When the Game Stands Tall (2014)
Most sports movies follow the underdog-to-glory trajectory. When the Game Stands Tall deals instead with a team starting at the top. After the De La Salle Spartans, a California high school football team with a 151-game winning streak, meet with two tragedies, they lose their winning streak. Based on a true story, the film deals with a team not just chasing wins on the field but in life as well.
Take a trip back to a time when professional football wasn’t the biggest deal around, when the rules were non-existent, and the helmets were made of the same stuff as the ball.

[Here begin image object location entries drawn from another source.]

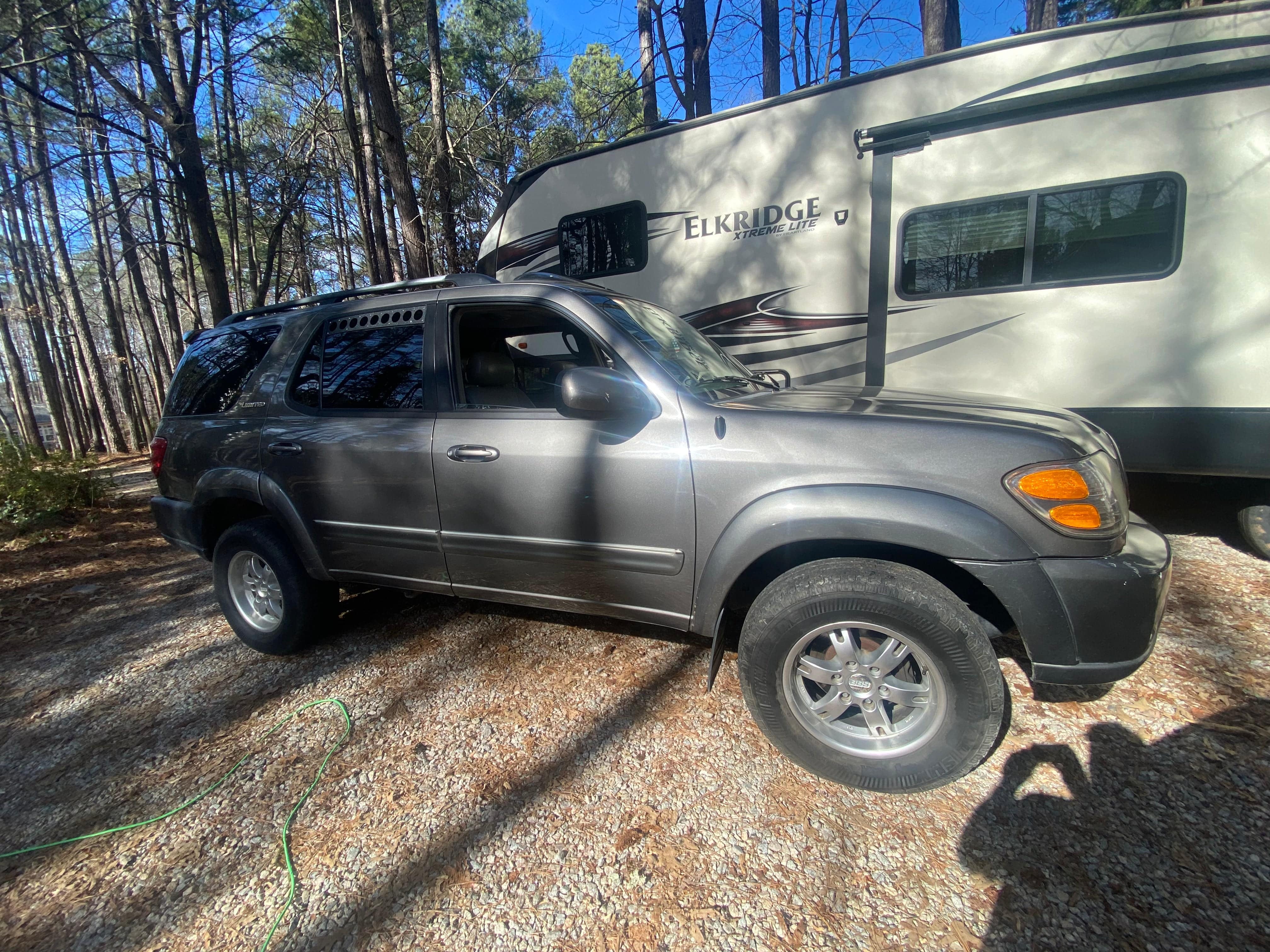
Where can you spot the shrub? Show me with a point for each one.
(37, 490)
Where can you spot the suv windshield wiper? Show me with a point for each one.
(732, 379)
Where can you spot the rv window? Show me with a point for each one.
(604, 242)
(1109, 231)
(374, 370)
(1116, 230)
(964, 248)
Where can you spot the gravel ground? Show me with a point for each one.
(521, 780)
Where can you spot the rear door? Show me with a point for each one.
(350, 441)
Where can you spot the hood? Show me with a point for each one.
(973, 409)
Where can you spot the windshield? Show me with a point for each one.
(681, 349)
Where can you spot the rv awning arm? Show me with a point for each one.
(1169, 84)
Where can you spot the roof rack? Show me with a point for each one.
(562, 280)
(331, 296)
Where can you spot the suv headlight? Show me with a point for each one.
(1081, 498)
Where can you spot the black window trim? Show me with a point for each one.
(319, 328)
(1033, 197)
(248, 382)
(643, 256)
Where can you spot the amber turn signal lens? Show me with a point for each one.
(1076, 516)
(1056, 484)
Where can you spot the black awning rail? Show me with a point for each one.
(1168, 84)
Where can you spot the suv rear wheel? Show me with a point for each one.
(872, 675)
(266, 594)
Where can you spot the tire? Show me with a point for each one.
(266, 594)
(1255, 529)
(823, 617)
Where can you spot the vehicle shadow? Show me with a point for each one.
(1159, 847)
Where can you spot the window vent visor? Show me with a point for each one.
(1081, 498)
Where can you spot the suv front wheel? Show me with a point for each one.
(266, 594)
(872, 675)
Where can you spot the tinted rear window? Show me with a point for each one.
(353, 365)
(215, 370)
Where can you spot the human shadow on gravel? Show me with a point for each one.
(1163, 846)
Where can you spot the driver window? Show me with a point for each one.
(513, 357)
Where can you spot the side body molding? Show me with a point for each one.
(906, 517)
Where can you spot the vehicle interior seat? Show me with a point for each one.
(492, 381)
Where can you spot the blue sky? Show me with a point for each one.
(568, 26)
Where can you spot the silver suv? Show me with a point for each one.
(553, 444)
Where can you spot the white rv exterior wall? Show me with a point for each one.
(1199, 337)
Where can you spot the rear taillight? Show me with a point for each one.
(158, 450)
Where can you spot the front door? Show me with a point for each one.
(538, 508)
(350, 441)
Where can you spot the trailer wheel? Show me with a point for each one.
(1255, 529)
(872, 675)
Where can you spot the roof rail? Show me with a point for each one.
(563, 280)
(331, 296)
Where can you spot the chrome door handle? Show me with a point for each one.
(472, 455)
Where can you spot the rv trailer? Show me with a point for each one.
(1079, 218)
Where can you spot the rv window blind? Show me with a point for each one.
(604, 242)
(1119, 230)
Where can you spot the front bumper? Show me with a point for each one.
(181, 524)
(1086, 621)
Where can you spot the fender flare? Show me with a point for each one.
(915, 518)
(234, 483)
(281, 507)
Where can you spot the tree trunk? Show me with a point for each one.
(157, 216)
(173, 107)
(441, 138)
(770, 31)
(110, 303)
(844, 40)
(355, 141)
(187, 261)
(44, 173)
(941, 26)
(696, 56)
(17, 376)
(394, 239)
(383, 271)
(1042, 14)
(129, 242)
(648, 63)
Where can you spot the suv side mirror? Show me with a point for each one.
(601, 394)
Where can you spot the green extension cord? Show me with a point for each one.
(286, 827)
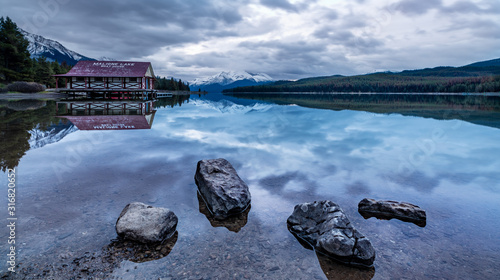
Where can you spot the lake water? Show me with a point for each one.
(72, 184)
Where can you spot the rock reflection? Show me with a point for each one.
(137, 252)
(234, 223)
(381, 216)
(337, 271)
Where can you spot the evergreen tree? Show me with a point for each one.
(15, 62)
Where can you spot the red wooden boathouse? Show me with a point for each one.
(110, 79)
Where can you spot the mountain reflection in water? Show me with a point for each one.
(477, 109)
(72, 191)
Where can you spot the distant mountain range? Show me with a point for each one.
(52, 50)
(228, 80)
(477, 77)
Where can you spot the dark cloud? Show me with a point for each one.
(280, 4)
(416, 7)
(466, 7)
(283, 38)
(365, 44)
(131, 29)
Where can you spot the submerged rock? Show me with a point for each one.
(146, 224)
(388, 209)
(325, 227)
(234, 223)
(221, 188)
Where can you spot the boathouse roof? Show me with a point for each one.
(110, 69)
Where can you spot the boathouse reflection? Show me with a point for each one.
(108, 115)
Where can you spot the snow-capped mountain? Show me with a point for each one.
(229, 79)
(53, 134)
(52, 50)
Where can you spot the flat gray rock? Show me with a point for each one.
(325, 227)
(388, 209)
(221, 188)
(146, 224)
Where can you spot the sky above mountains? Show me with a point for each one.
(283, 38)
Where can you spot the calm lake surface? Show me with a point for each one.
(72, 185)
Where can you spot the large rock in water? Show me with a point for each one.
(221, 188)
(146, 224)
(325, 227)
(388, 209)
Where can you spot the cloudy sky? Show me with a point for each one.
(287, 39)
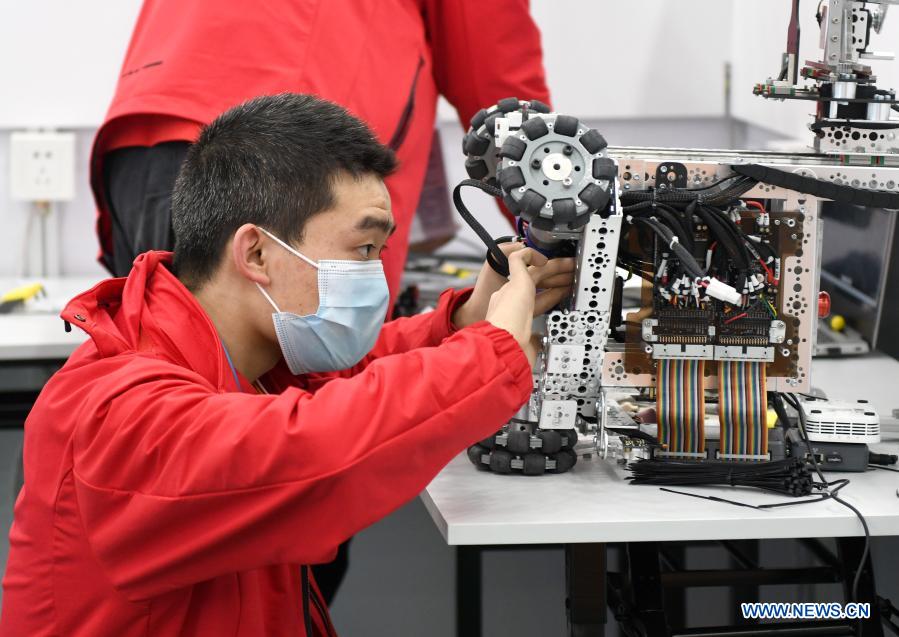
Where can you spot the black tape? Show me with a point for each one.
(539, 107)
(819, 187)
(511, 178)
(532, 201)
(474, 144)
(595, 197)
(476, 168)
(479, 118)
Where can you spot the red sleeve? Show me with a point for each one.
(485, 51)
(178, 483)
(396, 337)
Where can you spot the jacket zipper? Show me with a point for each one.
(402, 128)
(307, 618)
(326, 619)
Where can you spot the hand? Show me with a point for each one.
(511, 308)
(553, 277)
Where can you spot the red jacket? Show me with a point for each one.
(385, 60)
(160, 500)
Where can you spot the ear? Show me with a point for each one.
(249, 253)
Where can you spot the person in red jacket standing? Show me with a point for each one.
(238, 410)
(385, 60)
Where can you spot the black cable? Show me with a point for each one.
(877, 466)
(672, 242)
(861, 562)
(500, 262)
(794, 402)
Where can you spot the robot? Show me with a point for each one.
(726, 245)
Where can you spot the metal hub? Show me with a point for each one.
(557, 167)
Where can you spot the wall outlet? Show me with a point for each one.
(42, 166)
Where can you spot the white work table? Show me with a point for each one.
(594, 503)
(38, 333)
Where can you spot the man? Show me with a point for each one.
(385, 60)
(226, 424)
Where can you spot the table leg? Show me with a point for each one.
(850, 551)
(646, 581)
(585, 575)
(468, 591)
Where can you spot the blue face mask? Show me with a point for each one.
(352, 302)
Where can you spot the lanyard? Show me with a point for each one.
(231, 365)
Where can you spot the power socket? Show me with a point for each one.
(42, 166)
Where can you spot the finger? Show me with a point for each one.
(558, 281)
(552, 268)
(548, 299)
(512, 246)
(529, 256)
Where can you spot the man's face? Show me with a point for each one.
(354, 229)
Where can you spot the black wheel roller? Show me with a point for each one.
(593, 141)
(564, 210)
(511, 178)
(569, 438)
(532, 201)
(519, 442)
(475, 453)
(565, 459)
(489, 442)
(535, 128)
(512, 205)
(595, 197)
(513, 148)
(579, 222)
(479, 118)
(552, 441)
(508, 104)
(566, 125)
(476, 168)
(490, 122)
(604, 168)
(474, 144)
(500, 461)
(542, 223)
(534, 464)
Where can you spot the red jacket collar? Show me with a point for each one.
(151, 312)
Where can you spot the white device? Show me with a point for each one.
(841, 421)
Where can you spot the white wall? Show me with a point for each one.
(606, 61)
(654, 58)
(59, 60)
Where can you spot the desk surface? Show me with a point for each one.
(38, 333)
(593, 502)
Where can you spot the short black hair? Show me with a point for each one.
(271, 161)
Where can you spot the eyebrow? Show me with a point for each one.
(384, 224)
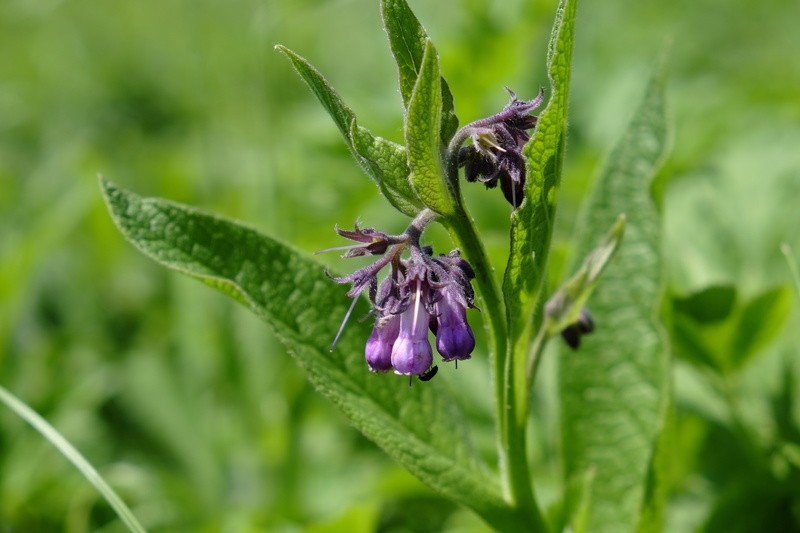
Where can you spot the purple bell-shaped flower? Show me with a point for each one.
(454, 338)
(378, 350)
(411, 353)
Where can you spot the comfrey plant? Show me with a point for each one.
(613, 390)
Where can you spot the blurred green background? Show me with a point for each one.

This screwball comedy about the early days of America’s sport stars George Clooney and John Krasinski as two players with the Duluth Bulldogs. They fight over a girl, work to legitimize their sport, and play some very muddy matches.
Draft Day (2014)
While there’s some on-the-field footage, the majority of Draft Day revolves around, as the title suggests, the day NFL teams pick newly eligible players. Injecting drama into a (big) day in the life of a fictional Cleveland Browns team manager played by an always charismatic Kevin Costner, the story follows the behind the scenes maneuvers and deals that build winning teams. Any fan of ESPN’s draft coverage, or anyone who just likes to watch some tense negotiations go down, will be happy with this winning drama.
The Waterboy (1998)
A football (or, if you prefer, “foosball”) movie about a sheltered, awkward guy who’s happy to just provide quality H2O for the team. When the release of his pent up rage turns him into a formidable linebacker, obstacles to staying on the team just keep mounting. With Adam Sandler in full insano mode, complete with a ridiculous accent and top-form crushing slapstick, The Waterboy makes the game of football endearing and very funny.
Brian’s Song (1971)
A made-for-TV movie that garnered such success they screened it in theaters, Brian’s Song is about two football players who start out as rivaling rookies with the Chicago Bears (played by James Caan and Billy Dee Williams). The teammates become roommates and eventually friends, until one of them is diagnosed with terminal cancer. A classic football movie about the bonds formed among teammates.
Big Fan (2009)
He calls himself the world’s biggest Giant’s fan and then goes on to prove it. Played brilliantly by Patton Oswalt, “Paul from Staten Island” works as a parking garage attendant and spends the rest of his time watching or talking about his team. When a chance encounter gets him beaten up by his favorite player, the consequences are a little dark, a little sad, and a little funny, but mostly the movie is filled with the unconditional love so many fans feel for the team they consider theirs.
Heaven Can Wait (1978)
Here’s a guy who wants to play football so bad he doesn’t care whose body he plays it in. Heaven Can Wait puts Warren Beatty in the role of a Los Angeles Rams quarterback who accidentally gets swooped up by an angel before he’s actually supposed to die. With his soul stuck in a replacement body, he returns to the team and leads them to the Super Bowl. It’s a light take on the sports genre with big actors (and a few NFL stars) from the 70s.